Victoria

Acceding effortlessly to the Sunday night nostalgia hour, ITV’s lavish new costume drama tells the story of how a tiny, birdlike slip of a thing took flight to become one of the titans of English history.

Victoria’s producers are clearly hoping to bottle some of that Downton lightning (Crownton Abbey, anyone?), right down to the bolted-on subplot about the below-stairs machinations of Buckingham Palace’s (fictional) household staff.

There’s no Julian Fellowes – he’s already done this story with Emily Blunt in Young Victoria – but writer-producer Daisy Goodwin displays the same lightness of touch, mining the political and court intrigues of the mid-19th century for an irresistible dollop of soft-focus historical soap.

It’s a sumptuous affair, complete with extensive CG recreations of Victorian London, as no-one called it back then. But all eyes, of course, are on the teenage Queen, and Jenna Coleman exudes film star quality, equally at home bringing the sass (her steely ‘You have permission to withdraw’ is worthy of the Dowager Countess herself) as she is playing the vulnerable, flighty ingénue.

With Prince Albert still waiting in the wings, the focus of this week’s opening double-bill was Victoria’s girl crush on her Prime Minister, Lord Melbourne – who, with a thumb to the nose of historical accuracy, now has the swoonsome green eyes of Rufus Sewell. (Which makes him a good match for Coleman, of who Peter Capaldi’s Doctor Who once asked, ‘What’s gone wrong with your face? It’s all eyes!’)

When Lord M was forced out of office, Victoria went into an epic sulk, and had to resort to confiding in her dog instead. Her circling enemies – great boo-hiss turns from Paul Rhys as Sir John Conroy and Peter Firth as the Queen’s wicked uncle Cumberland – tried to suggest she might be going as gaga as George III, but she quickly outflanked them, showing the iron will that would sustain her on the throne for the next 63 years.

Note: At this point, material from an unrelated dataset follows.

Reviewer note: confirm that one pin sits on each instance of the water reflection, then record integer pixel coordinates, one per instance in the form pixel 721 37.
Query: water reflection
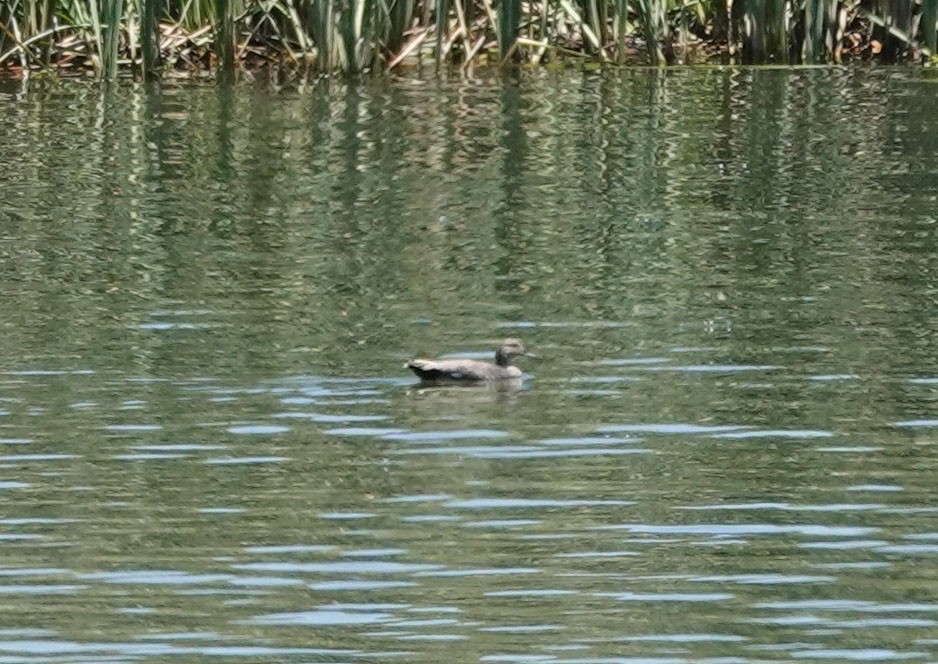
pixel 209 449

Definitely more Barbara Cartland than Hilary Mantel, Victoria is a guilty pleasure, for sure, but one which, with Goodwin raring to go on more scripts, I suspect may long reign over our Sunday evenings.

 

TV extra: 

Are You Being Served?

Kicking off the Beeb’s Sitcom Season – a mix of new commissions and remakes to celebrate 60 years since the debut of Hancock’s Half Hour – Derren (Benidorm) Litten’s crack at the fondly remembered shop floor comedy was a faithful karaoke cover version, with the likes of Jason Watkins and Sherrie Hewson successfully channeling the spirit of John Inman, Mollie Sugden and co. At one point, Grace Bros was accused of being ‘stuck somewhere between the Roman Empire and the Black Death’. As, indeed, were the jokes, but I guess that’s the point.

 

Porridge

Some will cry heresy at reviving this sitcom classic without the late, great Ronnie Barker and Richard Beckinsale, but creators Dick Clement and Ian La Frenais’ update was very much in the spirit of the original. As Fletch’s ducking and diving grandson, Kevin Bishop captured some of Barker’s cheeky, quick-witted charm, while Dominic Coleman and Mark Bonnar proved worthy successors to Brian Wilde and Fulton Mackay’s good-cop, bad-cop wardens. It wouldn’t really warrant a full series but, as a one-off nostalgic tribute, it was certainly no crime.